Creating A Productive At-Home Workspace

5 Challenges of Working Remotely

The emergence of the Covid -19 pandemic caused a sudden increase of remote workers. Even now that the number of new infections has significantly reduced, many companies have asserted that they will continue to allow their employees to work remotely.

Since there are no coworkers, managers, or supervisors at home or co-working spaces, there are plenty of challenges associated with working from home. Numerous remote employees have encountered challenges due to the drastic change in the environment. So, what are these challenges making it difficult for employees to maintain their productivity levels when working remotely?

Let’s have a look at them

1. Remote Collaboration

According to Jonathan Osler, one of the leading drawbacks of working remotely is limited team collaboration. In a conventional office setting, teams collaborate through documents, sharing items, and scheduling regular meetings. However, team collaboration among remote employees is limited to utilizing collaboration tools and software, which can’t match in-person conversation.

2. Time Management

Many remote workers have reported difficulties in time management. A great number of remote employees work from the comfort of their homes, which creates room for countless distractions. Talk of unwashed dishes in the sink, playing with children, or un-mowed lawn, there are so many things that distract remote workers.

Time tracking software helps remote workers avoid distractions. The software allows employees to set time aside for every task and monitor time spent in every activity. Time tracking software is also said to help remote workers avoid spending too much time on Twitter, Facebook, and WhatsApp.

3. Working from Different Time Zones

Telecommuting allows companies to hire top talents from different geographical locations. The downside of a diverse team is different working time zones. One worker might be struggling to complete a project, while on the other side, another worker might be deep in their sleep.

Additionally, one employee may concentrate better in the evening, while others may prefer working during normal working hours, hindering real-time collaboration.

4. Overworking

The greatest fear of telecommuting to managers is that some employees may slack off since no one supervises them. Surprisingly, the opposite is also true. Some employees may overwork themselves.
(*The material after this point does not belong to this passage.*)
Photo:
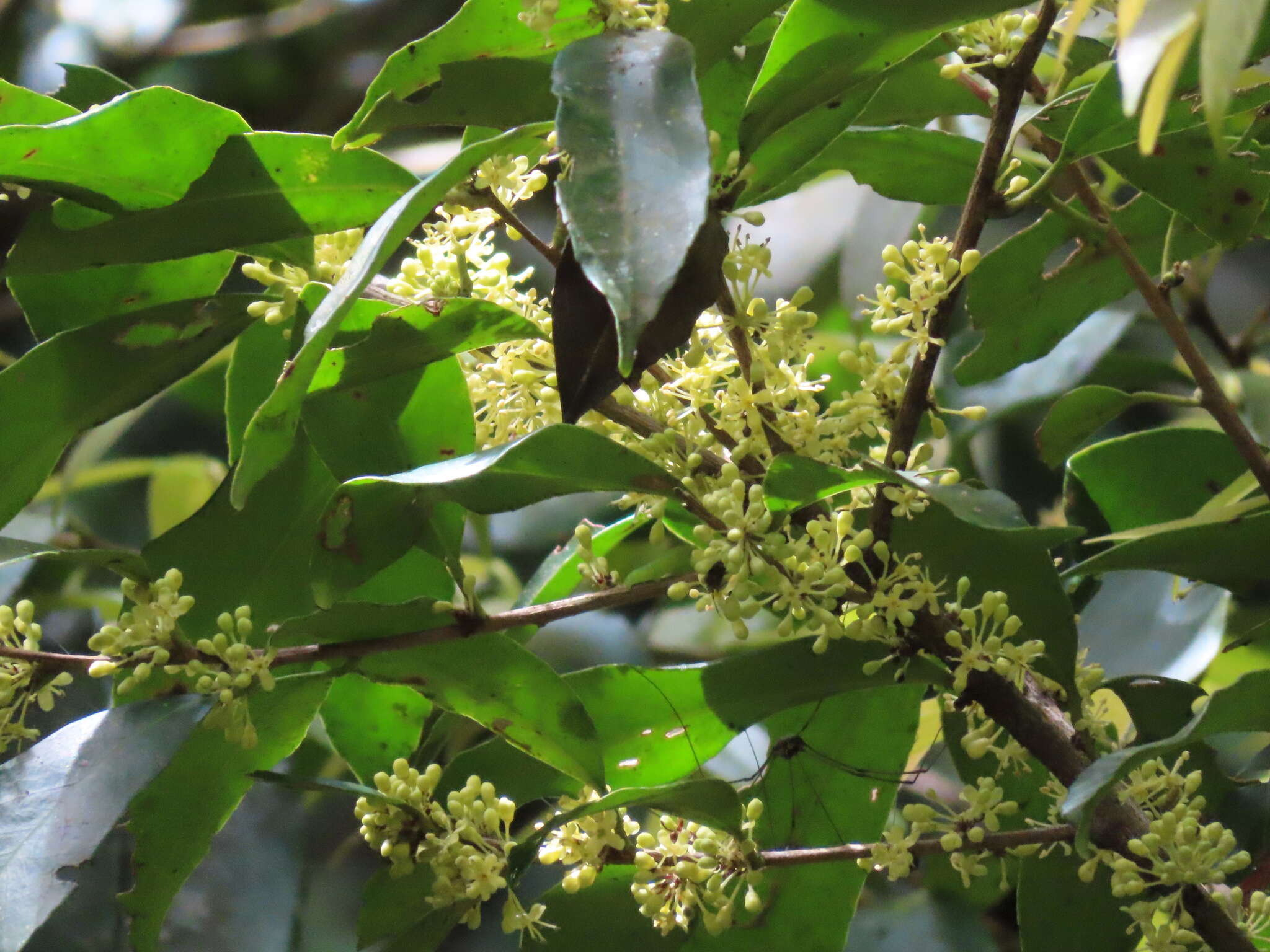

Remote workers rarely remember to take between breaks and wrap up their workday. Jonathan Osler, a renowned educator, has it that most workers find themselves in a constant working mood. They don’t know when to keep off their work desk and enjoy dinner with their families, when to mow the lawn, or when to take an evening walk. The remedy to this challenge is setting a clear start and finish time to avoid burnout.

5. Cuts on Social Life

Remote working breeds loneliness. While workers can share ideas or real-life stories during coffee breaks in a traditional office, remote workers are in their own lonely space. Isolation limits social interactions, which can take a toll on one’s mental health. To avoid boredom, remote workers should prioritize working from a co-working space and setting time aside for social activities.

Remote workers need to separate their personal lives from their work lives. They should have a well-designed schedule showing when to start and stop work. A well-laid time plan can help them increase productivity and achieve outstanding work-life balance.